Best known for his TV series on the cosmos, Professor Brian Cox wrapped up the Momentum: Accelerating Australia’s Transition conference, held at Sydney’s International Convention Centre, with a keynote presentation that offered the “widest possible perspective on our planet’s place in the universe”.

His 30-minute address touched on colossal black holes where time and space collide, the probable origins of life on Earth in deep-sea hydrothermal vents billions of years ago, and the sheer size and scale of the universe — 400 billion suns in our Milky Way galaxy, and around 2 trillion galaxies in the “dauntingly big” observable universe.

“So we’re small,” he said with a wry laugh.

Professor Cox said that “[at Momentum] we’re talking about sustainability, and the sustainability or otherwise of our civilisation… It’s easy, when you look at the size and scale of the universe, to feel that it doesn’t really matter.”

It was a  seemingly bleak message for a sustainability conference — but he finished with a more uplifting perspective that tied his keynote back to Momentum’s purpose.

“Just imagine that indeed [Earth] is the only place in this galaxy of 400 billion suns where there are collections of atoms like us that can think and feel and bring meaning to the universe,” he explained.

“It means that if we eliminate ourselves through deliberate action, or maybe inaction, then we run the risk… of eliminating meaning perhaps forever in this galaxy, if we’re the only place where a civilisation exists.

“That tells us, perhaps paradoxically, that the science that told us we were physically insignificant has also possibly told us we are indescribably valuable.”

Sally Reid and Brian Cox Sally Reid and Brian Cox

Professor Cox’s speech was followed was a question and answer session with Sally Reid, Commonwealth Bank’s Executive General Manager of Global Client Solutions, who brought the session “back to Earth” by first asking him what humanity would do differently if we took science more seriously.

“I think we would invest more in knowledge,” said Professor Cox, explaining that knowledge provides not just perspective, but unimaginable potential benefits in the future.

No one, for example, foresaw the development of our modern electrical system “when people like Michael Faraday [the inventor of the electric motor and the dynamo] and others were fiddling around with magnets,” Professor Cox pointed out.

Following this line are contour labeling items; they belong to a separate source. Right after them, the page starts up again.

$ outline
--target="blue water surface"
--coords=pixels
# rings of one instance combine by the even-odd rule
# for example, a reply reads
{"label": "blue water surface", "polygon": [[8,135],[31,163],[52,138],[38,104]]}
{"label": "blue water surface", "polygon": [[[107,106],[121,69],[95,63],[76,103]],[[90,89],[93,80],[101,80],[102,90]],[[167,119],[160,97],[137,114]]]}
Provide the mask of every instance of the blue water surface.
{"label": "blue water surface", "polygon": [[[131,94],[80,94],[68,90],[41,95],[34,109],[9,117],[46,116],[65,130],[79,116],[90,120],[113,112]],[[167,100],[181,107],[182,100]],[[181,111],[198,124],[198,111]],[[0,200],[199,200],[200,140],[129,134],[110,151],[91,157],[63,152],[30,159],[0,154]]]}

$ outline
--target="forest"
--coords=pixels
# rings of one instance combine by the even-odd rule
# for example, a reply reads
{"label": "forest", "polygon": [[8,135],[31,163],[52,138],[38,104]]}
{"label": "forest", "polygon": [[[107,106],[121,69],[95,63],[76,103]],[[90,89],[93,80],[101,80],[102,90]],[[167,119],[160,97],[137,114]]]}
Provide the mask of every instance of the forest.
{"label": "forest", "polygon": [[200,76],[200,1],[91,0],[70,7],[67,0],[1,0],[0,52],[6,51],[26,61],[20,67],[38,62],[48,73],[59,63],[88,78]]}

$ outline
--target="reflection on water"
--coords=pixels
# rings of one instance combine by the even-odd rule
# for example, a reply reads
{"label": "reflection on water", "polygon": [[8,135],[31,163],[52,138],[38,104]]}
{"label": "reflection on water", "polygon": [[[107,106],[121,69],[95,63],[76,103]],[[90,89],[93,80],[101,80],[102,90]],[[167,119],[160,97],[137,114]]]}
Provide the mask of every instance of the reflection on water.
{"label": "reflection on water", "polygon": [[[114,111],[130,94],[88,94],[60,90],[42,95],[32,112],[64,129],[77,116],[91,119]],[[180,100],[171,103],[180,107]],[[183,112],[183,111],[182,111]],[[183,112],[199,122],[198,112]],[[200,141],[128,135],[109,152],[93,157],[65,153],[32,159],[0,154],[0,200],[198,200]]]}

Ms Reid, stating space is seen as a “new frontier” in solving climate challenges, asked Professor Cox how he thinks space technologies can be applied to decarbonisation.

Professor Cox cited an interview he had with Amazon founder Jeff Bezos, who said he initially relied on pre-existing infrastructure — the internet and the postal service — to build the tech company. Bezos, who also founded spaceflight company Blue Origin, told Professor Cox that he wants to provide space infrastructure so the entrepreneurs of the future can operate there, perhaps one day moving polluting industries to other planets.

Ms Reid prefaced her ”philosophical” final question with the Oscar Wilde quote “A fool who knows the price of everything and the value of nothing”, asking Professor Cox for his perspective on intrinsic value versus extrinsic price.

“You can put a price on what happens if you completely eliminate our civilisation— you can cost out our civilisation’s worth monetarily,” said Professor Cox. “If it’s true that we’re [the only civilisation] in this galaxy, you don’t just eliminate just the economy of the galaxy, you eliminate meaning in the galaxy… I don’t know how to value that.”